Today we’re breaking ground on our new biologics manufacturing site in Wilson, North Carolina, to help deliver transformational medicines for people living with cancer, immune-mediated, and neurological diseases. Learn more: https://t.co/Q0nqJlOShp #JNJSupplyChain pic.twitter.com/8ZB5WifZpz
— J&J Innovative Medicine (@JNJInnovMed) March 21, 2025
Whether Donald Trump can transform the United States into a manufacturing hub depends not only his America First policies and their execution but also broader economic realities and global geopolitics to retain manufacturing share by respective countries.
Trump has emphasized revitalizing U.S. manufacturing through policies like tariffs, tax incentives, and deregulation. Their has bee recent pledges from American giants to invest inside United States. Companies like Apple ($500 billion), TSMC ($100 billion), and Eli Lilly ($27 billion) has committed significant investments. These moves suggest a strategy to lure both domestic and foreign firms to produce in the U.S., leveraging incentives and penalties. His tariff approach aims to make foreign goods costlier, encouraging companies to relocate production. In his first term, tariffs on steel and aluminum (25% and 10%, respectively) aimed to protect U.S. industries, and he’s now proposing broader tariffs—10-20% on all imports, with higher rates (up to 60%) on Chinese goods. The idea is to shift manufacturing from places like China, South Korea, and Germany to states like Pennsylvania, North Carolina, and Georgia.
Tax policy is another lever. The 2017 Tax Cuts and Jobs Act, which Trump champions, lowered the corporate tax rate to 21% and allowed immediate expensing of capital investments—moves credited with boosting manufacturing optimism and adding 510,000 jobs between 2016 and February 2020. Now, he’s pushing to make these cuts permanent and drop the rate to 15% for U.S.-based producers, alongside deregulation to cut compliance costs (estimated at $350 billion annually for manufacturers). The National Association of Manufacturers praised these efforts in his first term, noting over 90% of their regulatory reform recommendations were addressed by 2020.
But there are hurdles. Tariffs could raise costs for U.S. manufacturers reliant on imported components—e.g., automakers facing higher steel prices—potentially offsetting gains. In his first term, while manufacturing jobs grew pre-pandemic, nearly 1,800 factories closed between 2016 and 2018, and the trade deficit with China hit record highs. Automation also limits job creation; modern factories need fewer workers than decades ago, with machines dominating production lines. Economists note that global trends—cheaper labor abroad, established supply chains in Asia—won’t reverse overnight. Mexico, not the U.S., has recently benefited from China tariffs, as firms shift there to avoid duties while staying close to American markets.

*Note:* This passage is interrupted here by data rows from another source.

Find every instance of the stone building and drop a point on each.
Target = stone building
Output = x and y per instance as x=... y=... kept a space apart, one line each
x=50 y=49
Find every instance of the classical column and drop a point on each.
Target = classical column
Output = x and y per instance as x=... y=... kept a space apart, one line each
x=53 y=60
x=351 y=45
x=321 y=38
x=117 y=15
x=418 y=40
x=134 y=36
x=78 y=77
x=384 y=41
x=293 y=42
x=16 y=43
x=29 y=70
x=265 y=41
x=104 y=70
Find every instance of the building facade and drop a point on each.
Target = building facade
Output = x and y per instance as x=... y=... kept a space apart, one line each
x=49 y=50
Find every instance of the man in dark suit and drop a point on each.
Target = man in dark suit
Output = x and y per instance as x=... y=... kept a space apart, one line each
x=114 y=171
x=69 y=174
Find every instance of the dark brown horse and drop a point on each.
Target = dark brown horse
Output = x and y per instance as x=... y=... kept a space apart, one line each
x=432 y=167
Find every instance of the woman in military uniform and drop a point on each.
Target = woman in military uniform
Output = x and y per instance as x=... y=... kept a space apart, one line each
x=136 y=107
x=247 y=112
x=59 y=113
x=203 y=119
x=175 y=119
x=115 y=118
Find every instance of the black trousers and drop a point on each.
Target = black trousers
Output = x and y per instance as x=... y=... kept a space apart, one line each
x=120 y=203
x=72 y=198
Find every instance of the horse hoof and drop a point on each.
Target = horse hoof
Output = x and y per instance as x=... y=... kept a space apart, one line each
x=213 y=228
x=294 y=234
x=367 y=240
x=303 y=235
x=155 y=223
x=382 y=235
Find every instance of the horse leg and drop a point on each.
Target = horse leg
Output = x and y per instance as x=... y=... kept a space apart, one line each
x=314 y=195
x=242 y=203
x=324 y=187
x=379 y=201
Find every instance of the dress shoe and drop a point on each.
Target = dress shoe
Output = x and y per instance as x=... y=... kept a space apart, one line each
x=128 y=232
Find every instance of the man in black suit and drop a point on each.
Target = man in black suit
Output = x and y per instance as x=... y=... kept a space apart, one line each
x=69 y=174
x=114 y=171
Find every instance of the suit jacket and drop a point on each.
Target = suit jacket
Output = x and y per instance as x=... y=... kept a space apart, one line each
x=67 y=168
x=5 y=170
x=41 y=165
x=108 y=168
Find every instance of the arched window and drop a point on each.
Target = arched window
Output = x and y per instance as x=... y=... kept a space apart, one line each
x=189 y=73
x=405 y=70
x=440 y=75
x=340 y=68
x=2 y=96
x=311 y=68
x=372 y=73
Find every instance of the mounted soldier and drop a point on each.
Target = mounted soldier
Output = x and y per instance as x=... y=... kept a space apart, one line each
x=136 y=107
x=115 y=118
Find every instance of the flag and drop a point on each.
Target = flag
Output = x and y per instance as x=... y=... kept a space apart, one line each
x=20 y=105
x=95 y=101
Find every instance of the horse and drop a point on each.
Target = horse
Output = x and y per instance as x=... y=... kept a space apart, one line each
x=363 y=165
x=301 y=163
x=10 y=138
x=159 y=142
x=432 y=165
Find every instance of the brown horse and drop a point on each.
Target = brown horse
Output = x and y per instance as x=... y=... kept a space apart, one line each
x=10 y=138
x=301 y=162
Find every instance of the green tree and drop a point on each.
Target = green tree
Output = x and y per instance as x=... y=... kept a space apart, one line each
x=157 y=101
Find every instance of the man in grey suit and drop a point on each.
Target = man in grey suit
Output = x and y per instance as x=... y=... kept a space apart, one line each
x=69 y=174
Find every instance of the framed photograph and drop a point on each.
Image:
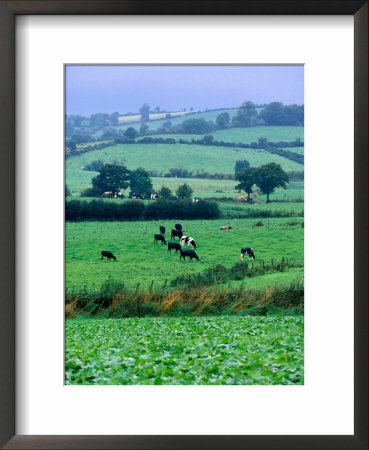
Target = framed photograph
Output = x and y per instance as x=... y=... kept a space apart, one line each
x=185 y=225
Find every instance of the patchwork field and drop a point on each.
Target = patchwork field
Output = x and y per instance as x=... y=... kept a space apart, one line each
x=155 y=123
x=140 y=260
x=162 y=157
x=247 y=135
x=204 y=350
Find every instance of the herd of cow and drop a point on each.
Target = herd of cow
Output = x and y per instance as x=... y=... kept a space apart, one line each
x=179 y=246
x=136 y=196
x=183 y=240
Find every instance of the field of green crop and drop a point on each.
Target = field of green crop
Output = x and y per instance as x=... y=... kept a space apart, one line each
x=222 y=350
x=140 y=260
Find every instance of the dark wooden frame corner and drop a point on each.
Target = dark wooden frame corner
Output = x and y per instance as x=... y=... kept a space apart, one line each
x=8 y=11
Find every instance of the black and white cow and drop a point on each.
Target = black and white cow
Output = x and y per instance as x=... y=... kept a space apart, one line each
x=247 y=251
x=189 y=253
x=174 y=246
x=108 y=255
x=137 y=196
x=189 y=241
x=159 y=237
x=175 y=233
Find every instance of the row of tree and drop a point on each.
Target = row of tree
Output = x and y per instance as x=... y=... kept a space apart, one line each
x=247 y=115
x=116 y=177
x=267 y=177
x=76 y=210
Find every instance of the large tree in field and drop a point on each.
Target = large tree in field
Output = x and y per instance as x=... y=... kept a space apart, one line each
x=247 y=178
x=241 y=164
x=112 y=177
x=184 y=191
x=130 y=133
x=223 y=120
x=165 y=193
x=246 y=115
x=145 y=112
x=271 y=176
x=140 y=182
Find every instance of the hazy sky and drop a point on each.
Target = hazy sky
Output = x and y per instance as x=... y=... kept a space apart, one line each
x=92 y=89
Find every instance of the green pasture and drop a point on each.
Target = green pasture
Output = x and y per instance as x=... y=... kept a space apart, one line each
x=139 y=260
x=224 y=350
x=246 y=135
x=162 y=157
x=156 y=124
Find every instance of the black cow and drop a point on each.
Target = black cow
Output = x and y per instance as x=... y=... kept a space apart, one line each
x=159 y=237
x=137 y=196
x=108 y=255
x=176 y=233
x=190 y=253
x=173 y=245
x=189 y=241
x=247 y=251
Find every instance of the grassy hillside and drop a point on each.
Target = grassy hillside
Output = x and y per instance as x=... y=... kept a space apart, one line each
x=162 y=157
x=139 y=259
x=155 y=124
x=247 y=135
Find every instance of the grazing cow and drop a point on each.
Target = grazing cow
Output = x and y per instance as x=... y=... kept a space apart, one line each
x=247 y=251
x=176 y=233
x=189 y=241
x=159 y=237
x=138 y=196
x=190 y=253
x=108 y=255
x=172 y=246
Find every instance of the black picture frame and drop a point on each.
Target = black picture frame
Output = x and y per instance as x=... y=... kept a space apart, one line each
x=8 y=11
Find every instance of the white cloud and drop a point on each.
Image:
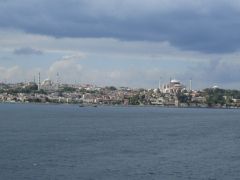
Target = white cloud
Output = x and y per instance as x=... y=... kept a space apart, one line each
x=10 y=73
x=68 y=67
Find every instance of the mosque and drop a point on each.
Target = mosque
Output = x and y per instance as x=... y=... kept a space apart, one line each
x=173 y=87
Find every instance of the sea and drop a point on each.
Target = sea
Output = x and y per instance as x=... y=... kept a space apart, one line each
x=68 y=142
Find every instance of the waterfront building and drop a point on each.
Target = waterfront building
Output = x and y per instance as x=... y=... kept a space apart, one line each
x=173 y=87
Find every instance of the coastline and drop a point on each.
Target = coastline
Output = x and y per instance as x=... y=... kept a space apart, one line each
x=124 y=106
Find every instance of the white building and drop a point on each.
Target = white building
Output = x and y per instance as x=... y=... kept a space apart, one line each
x=173 y=87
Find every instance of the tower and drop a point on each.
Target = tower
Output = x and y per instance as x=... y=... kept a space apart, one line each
x=39 y=81
x=58 y=81
x=190 y=84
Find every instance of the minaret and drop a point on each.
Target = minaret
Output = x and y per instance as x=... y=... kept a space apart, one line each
x=190 y=84
x=39 y=81
x=159 y=83
x=58 y=81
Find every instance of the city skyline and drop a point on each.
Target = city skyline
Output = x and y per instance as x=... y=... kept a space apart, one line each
x=127 y=43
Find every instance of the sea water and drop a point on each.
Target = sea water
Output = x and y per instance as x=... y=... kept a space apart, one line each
x=65 y=142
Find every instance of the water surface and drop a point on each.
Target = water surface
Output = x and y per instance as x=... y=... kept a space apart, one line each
x=65 y=142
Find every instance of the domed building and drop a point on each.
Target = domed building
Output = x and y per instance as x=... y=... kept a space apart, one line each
x=47 y=85
x=173 y=87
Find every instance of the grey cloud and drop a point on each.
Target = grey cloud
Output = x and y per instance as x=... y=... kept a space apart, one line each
x=210 y=27
x=27 y=51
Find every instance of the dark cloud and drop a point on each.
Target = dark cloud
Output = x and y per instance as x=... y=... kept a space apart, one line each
x=211 y=28
x=27 y=51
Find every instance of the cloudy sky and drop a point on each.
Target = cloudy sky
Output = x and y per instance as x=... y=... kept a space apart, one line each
x=122 y=43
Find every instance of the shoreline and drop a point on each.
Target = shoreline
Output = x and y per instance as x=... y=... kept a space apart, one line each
x=111 y=105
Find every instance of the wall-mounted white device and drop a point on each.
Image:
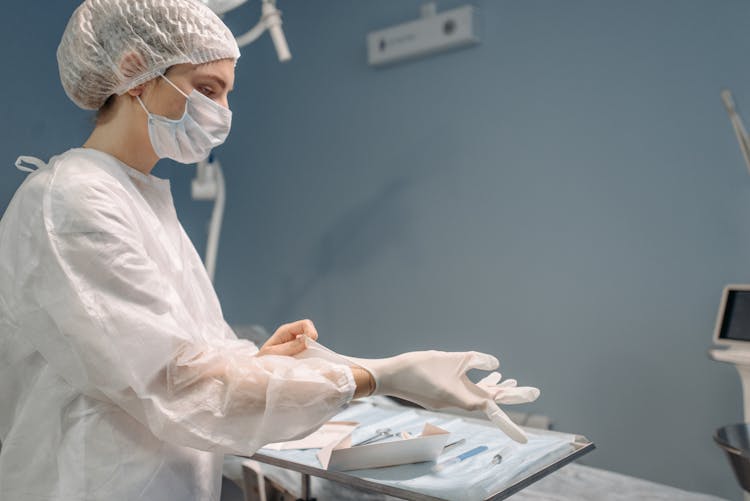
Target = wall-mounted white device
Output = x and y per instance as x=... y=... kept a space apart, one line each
x=737 y=125
x=433 y=32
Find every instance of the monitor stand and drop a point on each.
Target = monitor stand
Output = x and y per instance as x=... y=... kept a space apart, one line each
x=741 y=360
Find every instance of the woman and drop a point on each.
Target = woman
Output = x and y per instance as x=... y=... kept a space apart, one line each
x=119 y=377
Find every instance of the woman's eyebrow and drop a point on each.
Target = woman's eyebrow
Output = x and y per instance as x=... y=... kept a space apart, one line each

From 2017 to 2019, manufacturing jobs rose by about 500,000, but COVID-19 erased much of that, with 740,000 lost in 2020. Under Biden, 775,000 jobs returned by mid-2024, spurred by laws like the Inflation Reduction Act, which Trump opposes. His mass deportation plans could also shrink the labor pool—manufacturing already faces a worker shortage, with the economy near full employment.
Can Trump do it? Possibly, but not easily. Success hinges on execution—balancing tariffs to protect without choking supply chains, ensuring tax breaks spark real investment, and countering automation’s dampening effect on jobs. The $1.7 trillion in pledged investments since January 2025 is a strong start, but turning the U.S. into a manufacturing hub like it was mid-20th century requires sustained policy wins against entrenched global forces.